A crónica é como que a conversa íntima,
indolente, desleixada, do jornal com os que o lêem: conta mil coisas, sem
sistema, sem nexo, espalha-se livremente pela natureza, pela vida, pela
literatura, pela cidade; fala das festas, dos bailes, dos teatros, dos
enfeites, fala em tudo baixinho, como quando se faz um serão ao braseiro, ou
como no Verão, no campo, quando o ar está triste. Ela sabe anedotas, segredos,
histórias de amor, crimes terríveis; espreita, porque não lhe fica mal
espreitar.
Olha para tudo, umas vezes
melancolicamente, como faz a Lua, outras vezes alegre e robustamente, como faz
o Sol; a crónica tem uma doidice jovial, tem um estouvamento delicioso:
confunde tudo, tristezas e facécias, enterros e actores ambulantes, um poema
moderno e o pé da imperatriz da China; ela conta tudo o que pode interessar
pelo espírito, pela beleza, pela mocidade; ela não tem opiniões, não sabe do
resto do jornal; está nas suas colunas contando, rindo, pairando; não tem a voz
grossa da política, nem a voz indolente do poeta, nem a voz doutoral do
crítico; tem uma pequena voz serena, leve e clara, com que conta aos seus
amigos tudo o que andou ouvindo, perguntando, esmiuçando.

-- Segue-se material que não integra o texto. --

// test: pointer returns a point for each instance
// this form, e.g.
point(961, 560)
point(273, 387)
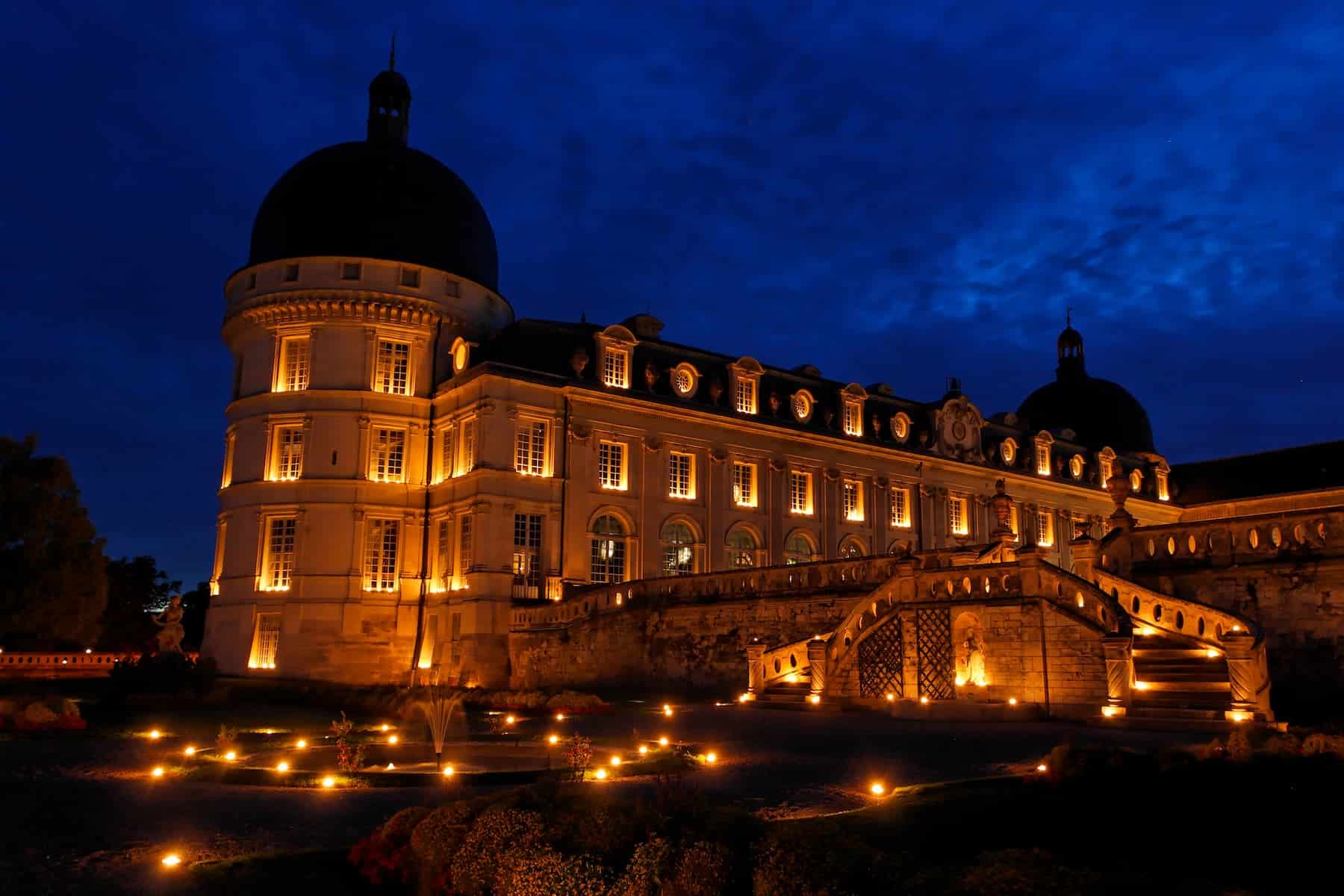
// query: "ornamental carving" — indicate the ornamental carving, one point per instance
point(959, 430)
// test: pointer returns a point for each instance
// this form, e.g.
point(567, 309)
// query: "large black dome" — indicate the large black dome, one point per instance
point(378, 199)
point(1098, 411)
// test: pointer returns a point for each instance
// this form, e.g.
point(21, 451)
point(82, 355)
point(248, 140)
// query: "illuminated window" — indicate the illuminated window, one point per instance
point(527, 555)
point(800, 492)
point(746, 395)
point(900, 508)
point(293, 364)
point(678, 550)
point(1045, 528)
point(851, 494)
point(616, 367)
point(464, 544)
point(744, 484)
point(853, 418)
point(444, 555)
point(467, 449)
point(611, 465)
point(445, 453)
point(803, 406)
point(393, 368)
point(381, 555)
point(742, 550)
point(680, 474)
point(799, 548)
point(279, 561)
point(386, 455)
point(265, 641)
point(608, 561)
point(530, 448)
point(957, 520)
point(288, 460)
point(226, 479)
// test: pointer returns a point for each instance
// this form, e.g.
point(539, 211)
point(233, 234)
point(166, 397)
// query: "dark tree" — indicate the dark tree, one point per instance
point(134, 588)
point(53, 586)
point(194, 606)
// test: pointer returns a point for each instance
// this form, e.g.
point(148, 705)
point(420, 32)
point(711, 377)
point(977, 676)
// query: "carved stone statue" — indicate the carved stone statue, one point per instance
point(169, 623)
point(971, 664)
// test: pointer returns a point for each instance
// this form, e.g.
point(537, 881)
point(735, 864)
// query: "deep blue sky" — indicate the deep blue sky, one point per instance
point(890, 196)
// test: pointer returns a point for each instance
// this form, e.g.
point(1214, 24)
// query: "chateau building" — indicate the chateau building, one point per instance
point(411, 472)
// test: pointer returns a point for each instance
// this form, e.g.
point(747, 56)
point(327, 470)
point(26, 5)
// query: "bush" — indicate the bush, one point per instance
point(495, 836)
point(550, 874)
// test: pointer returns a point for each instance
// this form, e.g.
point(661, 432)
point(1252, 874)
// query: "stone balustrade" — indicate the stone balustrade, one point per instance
point(49, 665)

A crónica é como estes rapazes que não
têm morada sua e que vivem no quarto dos amigos, que entram com um cheiro de
Primavera, alegres, folgazões, dançando, que nos abraçam, que nos empurram, que
nos falam de tudo, que se apropriam do nosso papel, do nosso colarinho, da
nossa navalha de barba, que nos maçam, que nos fatigam... e que, quando se vão
embora, nos deixam cheios de saudades.